In our study, the multi-level perspective (MLP) was used to identify and examine current developments in the field of automated driving. As stated in “New technologies in relation to sociotechnical transformation processes”, the MLP can be characterized as an explanatory and analytical approach to investigate sociotechnical changes and to emphasize specific characteristics and dynamics on various levels (landscape, regime, niche) that lead to these changes (20, p. 38). However, the approach tends to unduly generalize the characteristics and dynamics into patterns, thereby suppressing “how technical systems are implicated in defining and reproducing daily life” (21, p. 471) whereas the examination of “heterogeneity, contingency, fluidity, emergence, unpredictability, and untidiness” (20, p. 38) as well as the formation/configuration of altered social practices and routines that enable technological change may be an inevitable amendment to get a more holistic picture.

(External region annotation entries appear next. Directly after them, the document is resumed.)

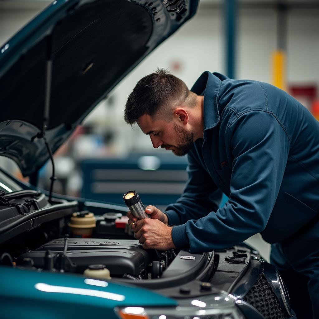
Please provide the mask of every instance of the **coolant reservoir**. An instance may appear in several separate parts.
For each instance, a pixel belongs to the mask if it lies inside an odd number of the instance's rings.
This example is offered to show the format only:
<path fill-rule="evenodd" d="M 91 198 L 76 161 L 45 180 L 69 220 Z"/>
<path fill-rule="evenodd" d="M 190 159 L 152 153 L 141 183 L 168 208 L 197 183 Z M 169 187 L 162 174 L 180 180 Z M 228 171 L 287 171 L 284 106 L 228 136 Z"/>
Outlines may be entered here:
<path fill-rule="evenodd" d="M 88 211 L 73 213 L 68 224 L 74 237 L 90 238 L 95 228 L 96 222 L 94 214 Z"/>
<path fill-rule="evenodd" d="M 106 280 L 110 279 L 110 271 L 105 266 L 102 264 L 97 265 L 90 265 L 87 269 L 83 273 L 85 277 L 88 278 Z"/>

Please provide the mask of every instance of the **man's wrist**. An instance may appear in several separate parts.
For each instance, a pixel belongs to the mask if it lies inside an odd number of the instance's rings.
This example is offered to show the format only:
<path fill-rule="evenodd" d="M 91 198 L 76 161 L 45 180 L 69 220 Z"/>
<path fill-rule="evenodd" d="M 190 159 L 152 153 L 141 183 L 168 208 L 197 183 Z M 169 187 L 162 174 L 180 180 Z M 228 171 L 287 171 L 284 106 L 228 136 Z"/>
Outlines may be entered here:
<path fill-rule="evenodd" d="M 163 214 L 164 215 L 164 220 L 163 221 L 163 223 L 164 223 L 165 224 L 166 224 L 167 225 L 168 225 L 168 218 L 167 217 L 167 215 L 165 213 L 163 213 Z"/>
<path fill-rule="evenodd" d="M 170 235 L 169 236 L 169 238 L 170 240 L 170 242 L 169 244 L 169 247 L 168 248 L 168 249 L 173 249 L 174 248 L 176 248 L 176 246 L 174 244 L 174 242 L 173 241 L 173 237 L 172 236 L 172 232 L 173 230 L 173 227 L 171 226 L 169 226 L 168 228 L 169 228 L 169 234 Z"/>

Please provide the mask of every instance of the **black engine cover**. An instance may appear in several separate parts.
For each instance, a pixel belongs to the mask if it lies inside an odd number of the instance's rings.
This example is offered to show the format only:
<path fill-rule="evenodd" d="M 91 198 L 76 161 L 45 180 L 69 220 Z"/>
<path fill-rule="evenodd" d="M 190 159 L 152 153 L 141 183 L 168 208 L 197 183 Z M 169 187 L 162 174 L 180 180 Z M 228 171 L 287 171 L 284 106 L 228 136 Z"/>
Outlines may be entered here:
<path fill-rule="evenodd" d="M 55 239 L 35 250 L 24 254 L 19 260 L 29 257 L 33 260 L 35 267 L 43 268 L 46 251 L 50 249 L 55 256 L 56 265 L 57 255 L 63 252 L 64 243 L 63 238 Z M 76 264 L 77 272 L 83 273 L 89 265 L 104 264 L 111 276 L 122 277 L 126 273 L 138 276 L 152 262 L 150 252 L 144 250 L 137 240 L 70 238 L 66 255 Z M 68 266 L 67 263 L 66 269 Z"/>

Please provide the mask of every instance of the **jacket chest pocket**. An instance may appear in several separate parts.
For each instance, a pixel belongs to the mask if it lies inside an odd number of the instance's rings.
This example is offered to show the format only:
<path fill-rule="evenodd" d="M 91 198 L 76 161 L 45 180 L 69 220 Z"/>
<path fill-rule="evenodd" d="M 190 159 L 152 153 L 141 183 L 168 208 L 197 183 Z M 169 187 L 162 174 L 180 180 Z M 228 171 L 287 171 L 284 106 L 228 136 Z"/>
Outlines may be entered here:
<path fill-rule="evenodd" d="M 216 171 L 219 179 L 222 184 L 222 190 L 229 197 L 230 193 L 230 179 L 232 176 L 231 168 L 227 165 Z"/>

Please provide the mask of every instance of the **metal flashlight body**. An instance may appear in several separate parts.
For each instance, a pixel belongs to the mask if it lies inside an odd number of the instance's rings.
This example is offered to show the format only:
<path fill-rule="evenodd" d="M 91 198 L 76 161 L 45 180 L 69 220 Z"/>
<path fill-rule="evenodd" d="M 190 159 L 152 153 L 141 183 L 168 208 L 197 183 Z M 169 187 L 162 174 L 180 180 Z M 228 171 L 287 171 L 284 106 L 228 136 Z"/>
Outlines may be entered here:
<path fill-rule="evenodd" d="M 145 207 L 141 201 L 138 195 L 135 190 L 127 192 L 123 197 L 125 204 L 131 212 L 137 219 L 148 218 L 149 216 L 145 212 Z"/>

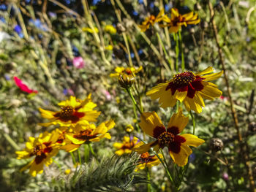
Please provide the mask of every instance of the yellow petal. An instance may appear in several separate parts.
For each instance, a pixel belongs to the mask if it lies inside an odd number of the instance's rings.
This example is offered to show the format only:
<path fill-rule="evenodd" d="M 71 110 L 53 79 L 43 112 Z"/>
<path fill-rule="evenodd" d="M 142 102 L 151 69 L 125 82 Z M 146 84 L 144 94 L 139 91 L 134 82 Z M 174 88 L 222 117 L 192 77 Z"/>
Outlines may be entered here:
<path fill-rule="evenodd" d="M 186 142 L 184 143 L 184 145 L 196 147 L 205 142 L 203 139 L 201 139 L 193 134 L 181 134 L 181 136 L 186 139 Z"/>
<path fill-rule="evenodd" d="M 213 71 L 214 71 L 214 68 L 212 68 L 211 66 L 208 66 L 203 71 L 196 73 L 195 75 L 202 75 L 204 74 L 211 73 Z"/>
<path fill-rule="evenodd" d="M 137 153 L 138 153 L 140 154 L 142 154 L 142 153 L 143 153 L 145 152 L 148 152 L 148 150 L 151 147 L 152 147 L 153 146 L 154 146 L 155 145 L 158 145 L 157 142 L 156 142 L 156 141 L 150 142 L 150 143 L 148 143 L 148 144 L 146 144 L 146 145 L 141 145 L 139 147 L 133 148 L 132 150 L 135 150 Z"/>
<path fill-rule="evenodd" d="M 170 118 L 168 128 L 176 126 L 178 128 L 178 133 L 181 133 L 183 129 L 189 122 L 189 117 L 185 117 L 182 113 L 182 109 L 179 108 L 178 113 L 174 113 Z"/>
<path fill-rule="evenodd" d="M 202 77 L 205 78 L 205 81 L 210 81 L 210 80 L 214 80 L 216 79 L 218 79 L 222 76 L 223 74 L 223 71 L 221 71 L 218 73 L 213 73 L 210 74 L 206 74 L 203 76 Z"/>
<path fill-rule="evenodd" d="M 143 112 L 140 116 L 140 123 L 139 123 L 143 131 L 151 137 L 153 136 L 153 130 L 157 126 L 164 126 L 161 120 L 155 112 Z"/>
<path fill-rule="evenodd" d="M 192 153 L 192 150 L 189 148 L 189 147 L 183 144 L 181 145 L 181 151 L 178 153 L 169 150 L 170 155 L 173 158 L 174 163 L 179 166 L 185 166 L 187 164 L 188 157 Z"/>

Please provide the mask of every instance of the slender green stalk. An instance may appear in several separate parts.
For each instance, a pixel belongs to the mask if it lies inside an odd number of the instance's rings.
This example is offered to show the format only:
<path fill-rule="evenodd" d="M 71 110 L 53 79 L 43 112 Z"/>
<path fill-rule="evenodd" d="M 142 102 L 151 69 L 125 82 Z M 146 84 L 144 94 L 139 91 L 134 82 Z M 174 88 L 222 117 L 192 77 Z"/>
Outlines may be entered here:
<path fill-rule="evenodd" d="M 193 134 L 195 134 L 195 117 L 194 117 L 192 111 L 189 112 L 189 114 L 190 114 L 191 118 L 192 119 L 192 122 L 193 122 Z"/>
<path fill-rule="evenodd" d="M 179 48 L 178 48 L 178 37 L 177 34 L 173 34 L 173 39 L 176 42 L 176 46 L 175 47 L 175 52 L 176 53 L 176 69 L 178 72 L 178 54 L 179 54 Z"/>
<path fill-rule="evenodd" d="M 169 63 L 169 66 L 170 66 L 170 70 L 173 70 L 173 64 L 172 64 L 172 61 L 171 61 L 171 58 L 169 57 L 168 54 L 166 52 L 166 50 L 165 50 L 165 45 L 161 39 L 161 37 L 159 34 L 159 33 L 157 31 L 157 38 L 158 38 L 158 40 L 159 41 L 160 44 L 161 44 L 161 46 L 162 47 L 162 50 L 165 53 L 165 58 L 167 58 L 168 63 Z"/>
<path fill-rule="evenodd" d="M 89 161 L 89 155 L 90 155 L 90 151 L 89 151 L 89 147 L 88 145 L 84 145 L 84 162 L 88 163 Z"/>
<path fill-rule="evenodd" d="M 73 164 L 76 165 L 77 164 L 77 161 L 75 161 L 75 155 L 74 155 L 73 153 L 70 152 L 69 153 L 70 153 L 70 155 L 72 156 L 72 160 L 73 161 Z"/>
<path fill-rule="evenodd" d="M 149 183 L 148 183 L 148 192 L 151 192 L 151 184 L 150 183 L 150 169 L 148 168 L 147 168 L 147 176 L 148 176 L 148 180 L 149 181 Z"/>
<path fill-rule="evenodd" d="M 80 150 L 78 150 L 78 160 L 79 160 L 79 164 L 81 165 L 82 164 L 82 159 L 81 159 L 81 154 L 80 154 Z"/>
<path fill-rule="evenodd" d="M 178 39 L 179 39 L 179 44 L 180 44 L 180 49 L 181 51 L 181 70 L 184 72 L 185 70 L 185 60 L 184 60 L 184 53 L 182 48 L 182 36 L 181 33 L 181 30 L 178 30 Z"/>
<path fill-rule="evenodd" d="M 132 95 L 132 91 L 131 91 L 131 88 L 126 88 L 126 90 L 127 91 L 127 93 L 128 93 L 129 97 L 132 99 L 132 103 L 135 105 L 137 110 L 138 110 L 138 112 L 141 115 L 142 114 L 142 111 L 141 111 L 140 107 L 138 105 L 135 98 L 133 97 L 133 95 Z"/>

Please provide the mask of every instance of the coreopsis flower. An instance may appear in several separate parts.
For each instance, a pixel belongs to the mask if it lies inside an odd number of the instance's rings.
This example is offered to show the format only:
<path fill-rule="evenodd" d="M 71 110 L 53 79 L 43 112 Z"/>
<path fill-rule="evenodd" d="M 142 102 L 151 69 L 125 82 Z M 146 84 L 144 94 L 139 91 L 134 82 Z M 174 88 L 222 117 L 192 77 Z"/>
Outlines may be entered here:
<path fill-rule="evenodd" d="M 127 67 L 124 68 L 123 66 L 117 66 L 115 69 L 116 73 L 111 73 L 110 74 L 110 77 L 118 77 L 120 75 L 122 75 L 124 74 L 129 75 L 133 74 L 133 76 L 135 76 L 135 74 L 138 73 L 142 70 L 142 66 L 140 66 L 139 68 L 135 68 L 133 66 L 132 67 Z"/>
<path fill-rule="evenodd" d="M 147 152 L 151 147 L 157 153 L 160 148 L 167 147 L 174 163 L 181 166 L 187 164 L 188 157 L 192 153 L 189 145 L 198 147 L 204 142 L 193 134 L 178 135 L 189 121 L 181 108 L 171 117 L 167 128 L 155 112 L 143 112 L 139 124 L 143 131 L 156 140 L 133 149 L 139 153 Z"/>
<path fill-rule="evenodd" d="M 77 69 L 82 69 L 85 66 L 85 63 L 82 57 L 74 58 L 72 63 L 73 66 Z"/>
<path fill-rule="evenodd" d="M 178 100 L 184 102 L 187 111 L 200 113 L 202 107 L 205 107 L 203 99 L 214 100 L 222 94 L 215 84 L 208 81 L 219 78 L 223 71 L 204 75 L 213 70 L 212 67 L 208 67 L 196 74 L 192 72 L 176 74 L 170 81 L 154 87 L 146 95 L 151 99 L 159 98 L 161 107 L 172 107 Z"/>
<path fill-rule="evenodd" d="M 169 28 L 170 33 L 177 33 L 182 26 L 196 25 L 200 22 L 197 14 L 193 12 L 181 15 L 177 9 L 171 9 L 170 18 L 165 17 L 165 21 Z"/>
<path fill-rule="evenodd" d="M 51 158 L 58 153 L 59 147 L 56 145 L 58 137 L 56 132 L 50 134 L 47 131 L 37 138 L 30 137 L 29 141 L 26 143 L 26 148 L 22 151 L 16 151 L 17 158 L 26 159 L 32 156 L 34 158 L 20 171 L 29 168 L 29 174 L 33 177 L 42 173 L 43 166 L 48 166 L 51 164 Z"/>
<path fill-rule="evenodd" d="M 138 147 L 141 145 L 143 145 L 143 142 L 140 142 L 137 137 L 133 137 L 131 139 L 130 137 L 124 136 L 123 137 L 123 142 L 115 142 L 113 146 L 118 150 L 115 153 L 120 156 L 124 153 L 131 153 L 133 148 Z"/>
<path fill-rule="evenodd" d="M 20 79 L 17 77 L 13 77 L 14 81 L 15 82 L 16 85 L 20 89 L 20 91 L 24 91 L 28 93 L 37 93 L 37 91 L 32 90 L 29 88 L 27 85 L 26 85 Z"/>
<path fill-rule="evenodd" d="M 115 122 L 113 120 L 102 123 L 97 127 L 94 124 L 78 124 L 72 128 L 72 132 L 66 134 L 66 145 L 61 149 L 67 152 L 72 152 L 80 147 L 83 143 L 99 142 L 101 139 L 111 139 L 108 131 L 114 127 Z"/>
<path fill-rule="evenodd" d="M 158 155 L 159 158 L 162 158 L 162 155 L 161 154 L 158 154 Z M 158 165 L 160 164 L 160 160 L 157 158 L 157 155 L 150 155 L 148 152 L 146 152 L 140 155 L 140 157 L 137 162 L 138 165 L 136 166 L 135 172 L 139 172 L 142 169 L 144 169 L 146 167 L 151 168 L 154 166 Z"/>
<path fill-rule="evenodd" d="M 157 17 L 154 15 L 150 15 L 145 18 L 145 20 L 142 23 L 142 25 L 138 25 L 138 27 L 140 28 L 141 31 L 145 32 L 147 29 L 149 28 L 150 26 L 154 26 L 156 23 L 160 22 L 163 20 L 163 15 L 165 14 L 165 9 L 162 9 L 160 10 L 159 13 Z"/>
<path fill-rule="evenodd" d="M 44 126 L 56 124 L 61 126 L 75 126 L 78 123 L 89 124 L 89 122 L 95 122 L 100 112 L 93 110 L 97 104 L 91 101 L 91 95 L 89 94 L 84 100 L 70 96 L 69 100 L 59 103 L 61 110 L 58 112 L 39 108 L 41 115 L 51 120 L 49 123 L 39 124 Z"/>
<path fill-rule="evenodd" d="M 108 32 L 111 34 L 116 34 L 116 29 L 113 26 L 111 25 L 106 25 L 105 26 L 104 31 L 106 32 Z"/>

Admittedly, working concepts, theoretical and methodical approaches that fit social sciences, engineering and the sciences likewise to gain this ‘holistic picture’ are hard to find. An example for such an approach would be the ‘constellation analysis’ as “an interdisciplinary Bridge-Concept” [cf. 82, p. 1] that tries to equally integrate bodies of knowledge, viewpoints and investigative horizons of different disciplines from a bottom-up perspective. Furthermore, and as recently stated by Schirrmeister [83], discourse-analytical approaches seem to be very well suited for research on future technologies: “Although the theoretical background and methodological approach may differ, […] discourse analysis could be an appropriate method for investigating different subjects without being restricted to the perspective of a single scientific discipline alone” (ibid., p. 2). Certainly, focusing on the discursive formations as (re)productions of knowledge and their linguistic elements alone would encumber the view on what Foucault from a more holistic perspective described as ‘dispositif’: a net of material structures, discourses, practices and subjective positioning [84, p. 194]. In her recent work on possible changes within the system of automobility and the emergence of new mobility regimes, Manderscheid [18] picks up on Foucault’s concept of the dispositif and provides interesting and integral insights that could as well be suitable when analyzing implications of fully automated driving in the future. Based on these assumptions one could state that “a broad societal learning process is needed, with a focus on the system as a whole: its spatial characteristics, the infrastructural and technologic options, individual needs for mobility and access, cultural norms and institutions, as well as their mutual interdependence” [85, p. 1113].